The layers of interpretations that have been heaped upon this heroine have made her into a piously observant woman who was dependent on her uncle’s direction. But a reading of the story itself – without the presumptions of the midrashic embellishments – and what emerges is a picture of a surprisingly contemporary woman.
Esther was an orphan. Her parents named her Hadassah, a nice Hebrew name, but she was known to the outside world by a name similar to Ishtar, a pagan goddess. It is a phenomenon we all know – those of us with names like Jack and Scott and Nancy and Marcia. Jews tend to assimilate into the cultural norms of their surroundings, often becoming better practitioners than the native born.
And so it was with Esther. She out-beautified the other contestants for the position of queen, satisfying the king in ways unspoken but heavily implied. She did not keep a kosher diet; she did not observe Shabbat; she did not offer Hebrew prayers. How do I know? Well, she didn’t reveal her Jewishness. She was very comfortable being what we might call today a “secular Jew.”
And yet, when the moment arrived, she recognized the critical role she had to play on behalf of her people. The words of Mordecai that inspire her are, “who knows if it is not for this very purpose that you have reached this position” of influence. And Esther, no more “religious” than the moment before, puts her talents to work for the benefit of the Jews. She and her wise uncle become celebrated in Persia and beyond.

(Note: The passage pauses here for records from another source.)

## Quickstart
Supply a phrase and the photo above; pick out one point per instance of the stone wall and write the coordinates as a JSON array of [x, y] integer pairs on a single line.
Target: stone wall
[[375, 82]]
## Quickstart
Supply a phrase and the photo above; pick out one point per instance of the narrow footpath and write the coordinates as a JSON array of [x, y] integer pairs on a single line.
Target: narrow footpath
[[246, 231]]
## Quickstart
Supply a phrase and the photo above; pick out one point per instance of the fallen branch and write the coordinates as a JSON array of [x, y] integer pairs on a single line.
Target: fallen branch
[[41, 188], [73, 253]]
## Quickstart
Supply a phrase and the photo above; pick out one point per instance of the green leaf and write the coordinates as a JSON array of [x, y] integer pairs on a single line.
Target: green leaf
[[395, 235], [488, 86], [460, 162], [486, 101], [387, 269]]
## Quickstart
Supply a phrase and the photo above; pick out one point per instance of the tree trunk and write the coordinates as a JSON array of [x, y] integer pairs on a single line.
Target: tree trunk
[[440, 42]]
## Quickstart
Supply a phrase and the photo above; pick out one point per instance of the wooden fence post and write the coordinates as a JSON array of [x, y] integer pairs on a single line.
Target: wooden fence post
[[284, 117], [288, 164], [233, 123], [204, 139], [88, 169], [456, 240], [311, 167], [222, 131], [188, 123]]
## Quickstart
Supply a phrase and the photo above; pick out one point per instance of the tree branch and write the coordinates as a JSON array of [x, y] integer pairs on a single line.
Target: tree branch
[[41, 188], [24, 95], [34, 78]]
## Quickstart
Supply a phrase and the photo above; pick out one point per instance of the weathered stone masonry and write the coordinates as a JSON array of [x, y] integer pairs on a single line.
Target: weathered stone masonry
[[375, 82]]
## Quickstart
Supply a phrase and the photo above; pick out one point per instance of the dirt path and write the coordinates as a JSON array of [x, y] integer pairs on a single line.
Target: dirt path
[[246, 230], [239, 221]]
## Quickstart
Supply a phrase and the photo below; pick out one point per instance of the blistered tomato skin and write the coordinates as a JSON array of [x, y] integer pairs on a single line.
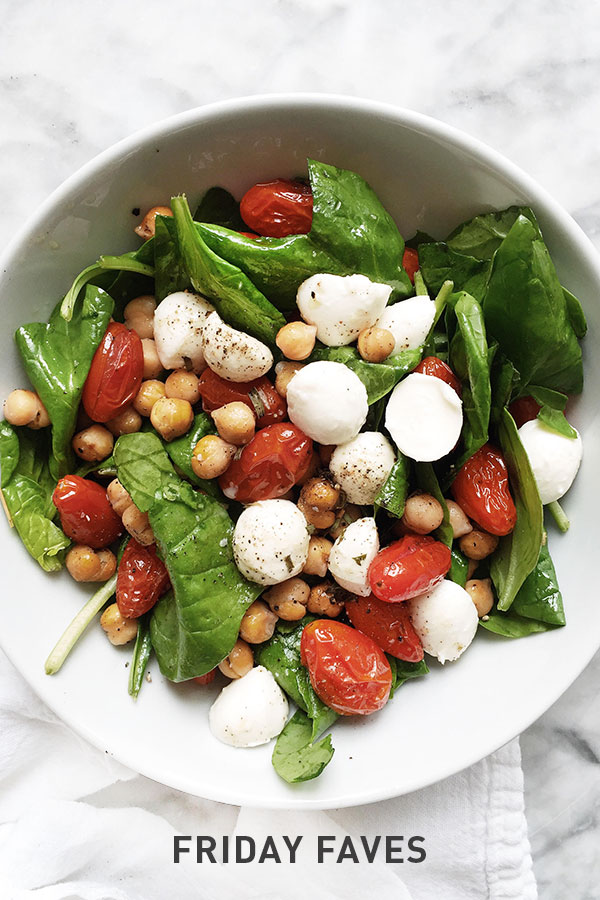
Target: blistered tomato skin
[[408, 567], [347, 670], [259, 395], [142, 578], [275, 459], [115, 373], [388, 624], [278, 208], [86, 515], [481, 488]]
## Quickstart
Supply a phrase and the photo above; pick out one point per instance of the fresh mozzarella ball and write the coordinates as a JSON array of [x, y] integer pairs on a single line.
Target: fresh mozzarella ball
[[178, 324], [328, 402], [250, 711], [409, 321], [341, 306], [424, 417], [554, 458], [270, 541], [362, 466], [352, 554], [233, 354], [445, 619]]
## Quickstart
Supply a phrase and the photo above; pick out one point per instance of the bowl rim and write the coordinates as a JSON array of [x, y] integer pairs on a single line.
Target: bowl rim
[[420, 122]]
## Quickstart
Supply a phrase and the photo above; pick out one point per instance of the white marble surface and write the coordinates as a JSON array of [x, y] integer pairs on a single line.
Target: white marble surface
[[524, 77]]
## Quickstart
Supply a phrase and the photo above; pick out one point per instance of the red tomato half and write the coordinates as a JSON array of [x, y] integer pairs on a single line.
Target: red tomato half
[[278, 208], [408, 567], [347, 669], [388, 624], [142, 578], [259, 395], [86, 515], [481, 488], [274, 460], [115, 374]]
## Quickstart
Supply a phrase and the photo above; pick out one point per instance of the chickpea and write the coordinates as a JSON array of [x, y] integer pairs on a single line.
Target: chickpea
[[258, 623], [239, 662], [375, 344], [147, 226], [458, 519], [25, 408], [150, 392], [183, 385], [318, 556], [422, 514], [325, 600], [288, 599], [211, 456], [119, 630], [482, 595], [284, 372], [85, 564], [235, 423], [93, 444], [478, 544], [138, 525]]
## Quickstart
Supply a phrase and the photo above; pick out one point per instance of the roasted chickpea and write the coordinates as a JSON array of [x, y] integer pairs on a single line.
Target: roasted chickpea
[[85, 564], [119, 630], [239, 661], [482, 595], [478, 544], [375, 344], [258, 623], [93, 444], [211, 456], [288, 599], [235, 423]]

It is an oft-repeated story – the Jew who strikes out on her or his own, hiding the truth about identity, and succeeds beyond expectation. The inclusion of this book in the Bible may very well have been a conscious attempt at what we today call outreach. Its content and context speak to larger and smaller numbers throughout history who have taken quiet pride in their Jewishness but would not be bothered with public practice.
It is a story worth remembering as we encounter the quiet Jews in our world. All of us have to observe and remember Shabbat. Some of us don’t. But each Jew will someday find an opportunity to use those skills, native or honed, to advance the cause of our people and a better world. And who knows if it is not for that very purpose that each of us reaches our particular position.